Prédire la fréquence des sinistres

Enfin, d’autres tests sur les systè­mes d’aides à la conduite permet­tent de prédire la fréquence des sinistres. « Il faut imaginer des cibles mobiles et des véhicules dotés de système de freinage d’urgen­ce. Nous vérifions à 30 km/h si les promesses des constructeurs se vérifient. Nous prédisons ainsi les fréquences », décrit le directeur de Cesvi France qui anticipe une réduc­tion assez significative des fréquences matérielles de l’ordre de 30 % d’ici à 2030. Un minimum, selon lui. Cela correspond à ce que la profes­sion observe sur le bris de glace en réduction de fréquence depuis 20 ans.

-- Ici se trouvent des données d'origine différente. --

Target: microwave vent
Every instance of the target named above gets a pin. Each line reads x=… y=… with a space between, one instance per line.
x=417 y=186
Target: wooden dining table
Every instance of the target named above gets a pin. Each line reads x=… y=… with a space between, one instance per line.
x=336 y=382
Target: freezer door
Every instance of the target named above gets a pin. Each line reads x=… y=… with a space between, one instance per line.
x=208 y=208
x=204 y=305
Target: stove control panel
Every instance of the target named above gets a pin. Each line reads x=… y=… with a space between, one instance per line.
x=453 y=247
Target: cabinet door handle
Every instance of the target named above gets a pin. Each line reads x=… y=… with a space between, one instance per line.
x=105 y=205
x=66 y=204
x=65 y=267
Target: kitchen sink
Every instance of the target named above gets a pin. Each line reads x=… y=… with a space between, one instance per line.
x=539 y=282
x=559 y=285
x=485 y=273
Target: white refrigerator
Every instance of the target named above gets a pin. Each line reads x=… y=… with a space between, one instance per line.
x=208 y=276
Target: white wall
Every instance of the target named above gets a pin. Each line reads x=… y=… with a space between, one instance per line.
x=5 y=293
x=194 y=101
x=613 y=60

Si cette décroissance se fera lentement en raison de l’âge moyen élevé du parc automobile (9 ans), « elle doit être anticipée », assure Laurent Decelle. Outil désor­mais propriétaire, Cesvi France permet à Covéa AIS d’économiser sur la charge sinis­tre matérielle via la maîtrise des coûts d’indemnisation, la prévention des risques et l’aide à la tarifi­ca­tion. « Il nous différencie », esti­me-t-il.

Laurent Decelle, directeur pôle performance auto de Covéa AIS
« On observe des dommages plus marqués »

  • Votre centre de crash-tests Cesvi vous permet de tarifer les véhicules au plus juste. Quelles tendances révèle-t-il ?
    On observe que le niveau du panier de pièces se dégrade sensiblement car les aides à la conduite, comme les radars sont vulnérables, que l’allègement des véhicules se traduit par une moindre réparabilité des voitures et des dommages plus marqués.
  • Optimiser les coûts est l’objectif phare de cette structure. Sur le volet de l’expérience client, quels sont les leviers de Covéa AIS ?
    Le client est au cœur de notre stratégie, nous ne le segmentons pas. Nous sensibilisons aujourd’hui nos équipes au comportemental, en sus de la réparation du dommage. L’expérience doit être à la fois rationnelle et émotionnelle en s’appuyant sur un parcours cohérent.